4. Insiders may be working with threat actors. A growing number of threat actors claim to be working with insiders at financial institutions to facilitate the cash-out phase of an account takeover. Typically, threat actor work with insiders to obtain customer logins that will make illegal withdrawals appear legitimate.

What you can do in response

To thwart takeover activity, financial institutions need to start by beefing up basic security practices. In addition to training employees on smart password practices, financial institutions need to mandate strict password complexity requirements while embracing tools that make it easier for employees and customers to manage and update passwords.

In-app and in-platform security controls can help financial institutions reduce the risk of credential theft. Financial institutions should deploy anti-bot (e.g., “CAPTCHA”) and anomaly detection security controls in all public-facing services. Those controls include anti-session hijacking, anti-caching, secure key generation and management, along with end-to-end encryption.

To protect against the growing number of cyber attackers and the greater range of tools and organized activity being trained against them, financial institutions must maintain access to threat intelligence services that can track criminal actors and their activity across the cyber-underground and the dark web.

Two-factor authentication on login for all public-facing services is also crucial. Financial institutions should consider out-of-band (OOB) two-factor authentication, which sends the authentication request through a separate communication channel, rather than relying solely on SMS. A software token sent to an authenticator application on a customer’s smartphone, for instance, would render an attempted SIM swap useless. Biometric solutions and key fobs that generate random two factor authentication codes are other effective methods.

Finally, financial institutions should regularly employ anti-money laundering monitoring activities and strictly enforce document authenticity verifications to prevent forged documents from being used to opening drop accounts.

From our ongoing intelligence-gathering, it is clear that financial institutions and others are becoming increasing vulnerable to account takeovers. It’s crucial to understand the evolving threat landscape and move quickly and concertedly to take appropriate protections.

The Three Stages of an Account Takeover

Stage 1: Obtaining customer account login credentials. Methods including phishing, banking Trojan malware, brute force tools that target online banking platforms, and social engineering such as hoax phone calls where hackers pretend to be financial institution representatives. Most of these attacks rely on human error to succeed – sloppy password practices, failure to notice subtle changes in a financial institution’s URL, and other social engineering practices that lure victims into opening an innocent-seeming email, downloading malware, and other tricks.

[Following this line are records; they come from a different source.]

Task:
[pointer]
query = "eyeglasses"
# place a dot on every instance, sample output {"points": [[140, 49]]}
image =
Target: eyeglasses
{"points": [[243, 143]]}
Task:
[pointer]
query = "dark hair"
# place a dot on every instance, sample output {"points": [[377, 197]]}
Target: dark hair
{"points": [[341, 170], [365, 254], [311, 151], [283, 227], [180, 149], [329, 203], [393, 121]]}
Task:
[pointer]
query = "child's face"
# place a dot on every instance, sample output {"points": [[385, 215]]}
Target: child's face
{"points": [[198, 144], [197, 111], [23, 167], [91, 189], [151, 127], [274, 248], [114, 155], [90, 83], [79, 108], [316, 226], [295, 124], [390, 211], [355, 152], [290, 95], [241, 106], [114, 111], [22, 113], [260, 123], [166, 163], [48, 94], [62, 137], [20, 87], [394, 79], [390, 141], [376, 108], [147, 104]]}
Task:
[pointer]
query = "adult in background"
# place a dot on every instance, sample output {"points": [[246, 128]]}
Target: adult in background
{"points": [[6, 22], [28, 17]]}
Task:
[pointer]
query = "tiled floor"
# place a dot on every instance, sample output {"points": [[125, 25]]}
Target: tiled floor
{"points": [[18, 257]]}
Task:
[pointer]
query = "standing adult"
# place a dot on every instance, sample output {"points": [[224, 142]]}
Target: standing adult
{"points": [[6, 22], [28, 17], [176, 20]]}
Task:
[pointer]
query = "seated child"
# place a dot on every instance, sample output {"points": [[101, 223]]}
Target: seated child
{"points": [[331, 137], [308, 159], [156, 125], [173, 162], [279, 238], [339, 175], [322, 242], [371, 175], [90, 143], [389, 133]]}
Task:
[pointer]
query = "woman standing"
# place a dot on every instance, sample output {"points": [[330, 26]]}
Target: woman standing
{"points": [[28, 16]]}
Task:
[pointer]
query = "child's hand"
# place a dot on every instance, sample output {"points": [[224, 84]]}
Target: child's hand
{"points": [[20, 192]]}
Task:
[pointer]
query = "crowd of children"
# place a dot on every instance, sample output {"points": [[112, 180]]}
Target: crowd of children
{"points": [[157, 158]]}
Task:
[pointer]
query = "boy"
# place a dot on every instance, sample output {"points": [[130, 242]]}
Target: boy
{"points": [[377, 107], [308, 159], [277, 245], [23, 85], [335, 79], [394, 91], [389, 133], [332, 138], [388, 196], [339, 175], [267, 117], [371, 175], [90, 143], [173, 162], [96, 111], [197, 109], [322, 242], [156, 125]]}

Stage 2: Accessing a compromised account and moving funds to a drop account. This requires circumventing financial institution security controls such as two-factor authentication and anomaly detection tools that block suspicious login attempts and gain access to the customer’s account. Methods include SIM swaps (taking control of the legitimate client's phone number); associating rogue phone numbers with the bank account; social engineering; SMS-grabbing malware; cloning phone identifiers; and more.

Stage 3: Cashing out. Methods include ATM withdrawals, purchasing digital currencies, transferring funds to online payment platforms, or buying goods or gift cards. Often money is sent using mules, some witting and others not, to cover tracks and funnel the funds over to the final drop account. After taking his or her cut, the threat actor in charge of the cash out then dispenses the funds to their “client” (the fraudster who retained their services) with clean, untraceable Bitcoin being a favorite medium.